Les pastels de M. de La Tour sont toujours comme il les sait faire. Parmi ceux qu’il a exposés cette année, le portrait du vieux Crébillon à la romaine, la tête nue, et celui de M. Laideguive, notaire, ajouteront beaucoup à sa réputation[2].


FRANCISQUE MILLET[3].


Je ne sais ce que c’est que le Saint Roch[4] de Millet, ni moi ni personne. On a caché le Repos de la Vierge[5] dans un endroit opposé au jour, où il est impossible de l’apercevoir ; et c’est vraisemblablement un bon office de M. Chardin, qui a ordonné cette année le Salon. Les petits Paysages de Millet sont confondus avec un grand nombre d’autres du même genre qui ne sont pas sans mérite, et qu’on ne serait ni fâché ni vain de posséder.

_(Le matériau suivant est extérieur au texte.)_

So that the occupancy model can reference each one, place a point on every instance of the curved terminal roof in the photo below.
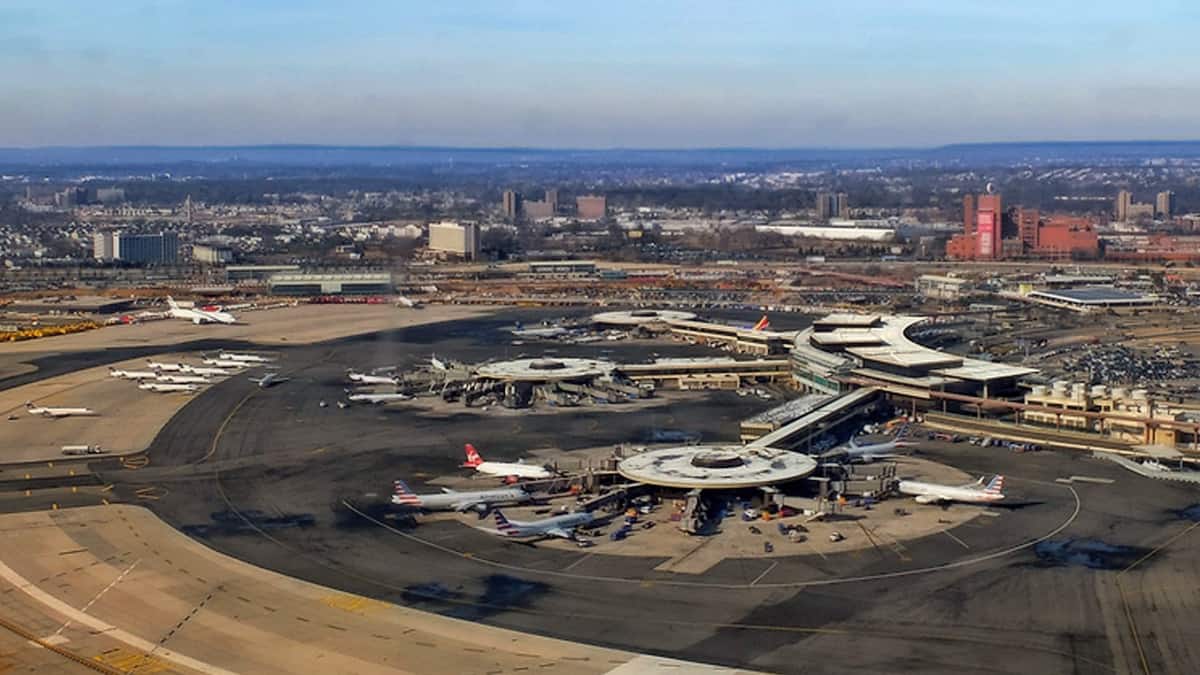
(717, 467)
(640, 317)
(546, 369)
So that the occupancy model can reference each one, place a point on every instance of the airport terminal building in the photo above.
(844, 351)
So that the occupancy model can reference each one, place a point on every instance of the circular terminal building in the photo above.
(546, 370)
(717, 467)
(645, 318)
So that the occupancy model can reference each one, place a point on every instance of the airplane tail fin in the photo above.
(995, 487)
(502, 524)
(403, 495)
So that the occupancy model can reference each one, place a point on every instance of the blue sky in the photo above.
(663, 73)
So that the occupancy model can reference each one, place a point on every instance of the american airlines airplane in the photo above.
(378, 398)
(225, 363)
(269, 380)
(243, 358)
(197, 315)
(58, 412)
(207, 371)
(557, 526)
(366, 378)
(505, 469)
(132, 374)
(869, 453)
(166, 388)
(184, 380)
(972, 493)
(448, 500)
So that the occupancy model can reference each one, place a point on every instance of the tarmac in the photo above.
(1079, 577)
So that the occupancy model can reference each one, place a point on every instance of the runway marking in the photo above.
(964, 544)
(99, 626)
(765, 572)
(581, 559)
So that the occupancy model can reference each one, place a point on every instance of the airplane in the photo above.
(197, 315)
(223, 363)
(505, 469)
(365, 378)
(378, 398)
(243, 358)
(869, 453)
(269, 380)
(972, 493)
(557, 526)
(480, 501)
(208, 371)
(184, 380)
(165, 388)
(58, 412)
(132, 374)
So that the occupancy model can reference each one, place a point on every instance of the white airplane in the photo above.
(207, 371)
(378, 398)
(132, 374)
(184, 380)
(449, 500)
(58, 412)
(166, 388)
(366, 378)
(557, 526)
(972, 493)
(197, 315)
(223, 363)
(869, 453)
(243, 358)
(269, 380)
(505, 469)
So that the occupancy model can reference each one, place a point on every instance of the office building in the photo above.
(511, 204)
(1164, 204)
(457, 239)
(988, 223)
(591, 207)
(1121, 210)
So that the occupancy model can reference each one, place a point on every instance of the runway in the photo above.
(982, 597)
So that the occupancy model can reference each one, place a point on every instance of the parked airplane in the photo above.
(971, 493)
(269, 380)
(197, 315)
(378, 398)
(132, 374)
(505, 469)
(449, 500)
(58, 412)
(225, 363)
(871, 452)
(243, 358)
(557, 526)
(165, 388)
(184, 380)
(207, 371)
(365, 378)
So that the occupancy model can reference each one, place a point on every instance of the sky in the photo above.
(597, 73)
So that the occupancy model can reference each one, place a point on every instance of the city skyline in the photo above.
(533, 73)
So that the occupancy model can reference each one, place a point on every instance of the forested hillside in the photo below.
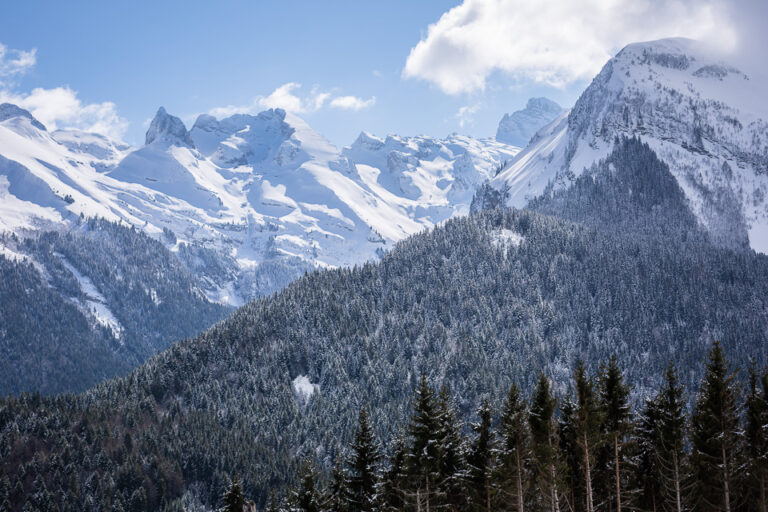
(476, 304)
(80, 306)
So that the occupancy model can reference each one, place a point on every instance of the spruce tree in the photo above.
(424, 455)
(669, 442)
(544, 447)
(232, 498)
(756, 416)
(363, 467)
(481, 459)
(307, 497)
(514, 453)
(715, 435)
(614, 401)
(588, 418)
(452, 450)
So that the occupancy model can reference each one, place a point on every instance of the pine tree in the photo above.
(588, 418)
(757, 444)
(424, 455)
(715, 435)
(452, 449)
(544, 447)
(514, 454)
(307, 497)
(614, 401)
(669, 442)
(337, 496)
(393, 486)
(363, 474)
(481, 459)
(232, 498)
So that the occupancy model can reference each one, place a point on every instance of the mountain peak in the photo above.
(518, 128)
(9, 110)
(168, 128)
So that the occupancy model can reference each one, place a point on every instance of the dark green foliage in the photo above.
(716, 436)
(51, 341)
(233, 499)
(363, 468)
(514, 457)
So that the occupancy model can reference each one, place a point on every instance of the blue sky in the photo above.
(374, 66)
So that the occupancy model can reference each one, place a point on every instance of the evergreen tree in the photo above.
(544, 447)
(715, 436)
(232, 498)
(363, 475)
(514, 454)
(669, 442)
(757, 444)
(587, 420)
(307, 497)
(614, 402)
(647, 477)
(481, 459)
(452, 450)
(424, 455)
(336, 500)
(393, 486)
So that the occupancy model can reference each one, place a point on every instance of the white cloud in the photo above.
(58, 107)
(466, 114)
(287, 97)
(61, 108)
(551, 41)
(14, 63)
(352, 102)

  1. Connu sous le titre de la Raie : est au Louvre sous le no 96.
  2. Tous les pastels de La Tour étaient réunis au livret sous le même numéro : 47. Le portrait de Crébillon se trouve au musée de Saint-Quentin.
  3. Petit-fils (?) du peintre anversois Francisque Millet (1644-1680), mort à Versailles en 1777. Il était académicien en 1761.
  4. Tableau de 8 pieds pouces de haut sur 4 de large ; no 48. Pour l’église Saint-Louis, de Versailles.
  5. Tableau de 4 pieds de large sur 3 de haut ; no 49.